Identifying which are the most critical comments is up to the Investigators and it is very hard to set general principles or advice here. Obviously you'd be best off if you can reply to anything that looks like a knock on your prior version but space is limited. Having more-experienced colleagues read your summary statement and draft Intro can be helpful here.

Likewise, the content of your response is going to be up to the criticism, your proposal and your situation in general. My generic advice is to give them something. Throw the reviewer a bone, even if you can't deliver the response they probably want to see. Never, ever totally stiff a comment by saying there is no way in hell you are going to do it. That is a surefire way to another crappy score.

Where possible it is nice to point the reviewer to where you made the discussed changes. A few parenthetical references to "see Innovation" or "Specific Aim 2" goes a long ways here.

Try as hard as you can not to blow off a criticism that seems important. If it shows up in the Resume of Discussion you'd damn well better have a response. Ditto if your conversation with your PO after the review revealed a major issue of discussion.

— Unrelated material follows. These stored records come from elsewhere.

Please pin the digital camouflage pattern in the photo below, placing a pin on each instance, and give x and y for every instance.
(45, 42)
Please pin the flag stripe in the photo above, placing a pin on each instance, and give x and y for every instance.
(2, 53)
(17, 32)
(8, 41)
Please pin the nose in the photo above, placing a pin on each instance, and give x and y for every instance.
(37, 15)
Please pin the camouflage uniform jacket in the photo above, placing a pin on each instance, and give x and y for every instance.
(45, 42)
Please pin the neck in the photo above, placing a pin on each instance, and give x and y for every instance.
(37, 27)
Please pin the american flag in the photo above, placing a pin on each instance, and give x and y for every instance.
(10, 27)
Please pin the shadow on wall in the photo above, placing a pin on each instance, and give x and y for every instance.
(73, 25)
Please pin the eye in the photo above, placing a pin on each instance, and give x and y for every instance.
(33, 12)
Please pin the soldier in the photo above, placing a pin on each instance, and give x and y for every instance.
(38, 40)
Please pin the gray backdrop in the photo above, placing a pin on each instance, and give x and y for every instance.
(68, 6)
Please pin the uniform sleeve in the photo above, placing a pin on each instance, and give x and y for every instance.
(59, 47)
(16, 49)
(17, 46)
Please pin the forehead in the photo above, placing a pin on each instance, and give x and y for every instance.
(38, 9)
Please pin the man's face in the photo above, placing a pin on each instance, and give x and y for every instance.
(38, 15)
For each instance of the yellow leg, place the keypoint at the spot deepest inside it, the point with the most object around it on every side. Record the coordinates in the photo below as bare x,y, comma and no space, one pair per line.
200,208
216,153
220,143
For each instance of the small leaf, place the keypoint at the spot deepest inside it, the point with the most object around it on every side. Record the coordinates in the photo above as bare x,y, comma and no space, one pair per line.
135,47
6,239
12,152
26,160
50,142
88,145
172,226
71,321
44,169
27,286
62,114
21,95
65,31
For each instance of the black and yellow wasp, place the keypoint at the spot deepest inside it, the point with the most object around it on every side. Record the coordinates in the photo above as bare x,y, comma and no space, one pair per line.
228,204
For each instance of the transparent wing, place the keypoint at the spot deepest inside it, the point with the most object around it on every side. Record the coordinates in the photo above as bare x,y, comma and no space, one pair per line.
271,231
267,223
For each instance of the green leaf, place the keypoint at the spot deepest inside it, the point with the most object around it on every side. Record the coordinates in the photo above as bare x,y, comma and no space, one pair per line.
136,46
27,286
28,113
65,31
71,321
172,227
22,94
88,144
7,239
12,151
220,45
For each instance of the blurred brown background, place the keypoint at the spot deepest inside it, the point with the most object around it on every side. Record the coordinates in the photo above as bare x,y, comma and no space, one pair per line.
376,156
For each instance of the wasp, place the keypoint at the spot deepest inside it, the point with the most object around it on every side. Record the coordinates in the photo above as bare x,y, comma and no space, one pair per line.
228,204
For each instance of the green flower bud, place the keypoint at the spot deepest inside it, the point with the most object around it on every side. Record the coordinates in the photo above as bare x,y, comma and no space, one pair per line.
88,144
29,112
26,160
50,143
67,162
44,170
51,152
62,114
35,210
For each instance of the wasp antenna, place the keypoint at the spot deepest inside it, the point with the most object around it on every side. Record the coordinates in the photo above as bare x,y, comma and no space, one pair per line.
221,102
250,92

Then you end (or possibly end the first paragraph before you get into the point-by-point) with the comment that major changes in the proposal are indicated by a line in the margin (I find this the most readable) or italics or altered font or something. If there really is wholesale revision, you can say this and omit the indication of revised bits. But in most cases you are going to have a few key passages and design features, perhaps some new data, and you want to draw the reviewer's eye to what is new. Remember, that she does not have access to the prior version of the proposal...and may not have ever seen it before anyway.

These changed bits will hopefully correlate directly with the items you have listed in your point-by-point and indeed with other criticisms that have not made the cut for the one page Intro to the Revised Application.

The quality of your response to the prior criticism is a major factor in review. You do not want the reviewer in any doubt as to just what you have changed. Fortunately, the structural part is relatively easy.

It is only the content of your revision that should have you sweating bullets.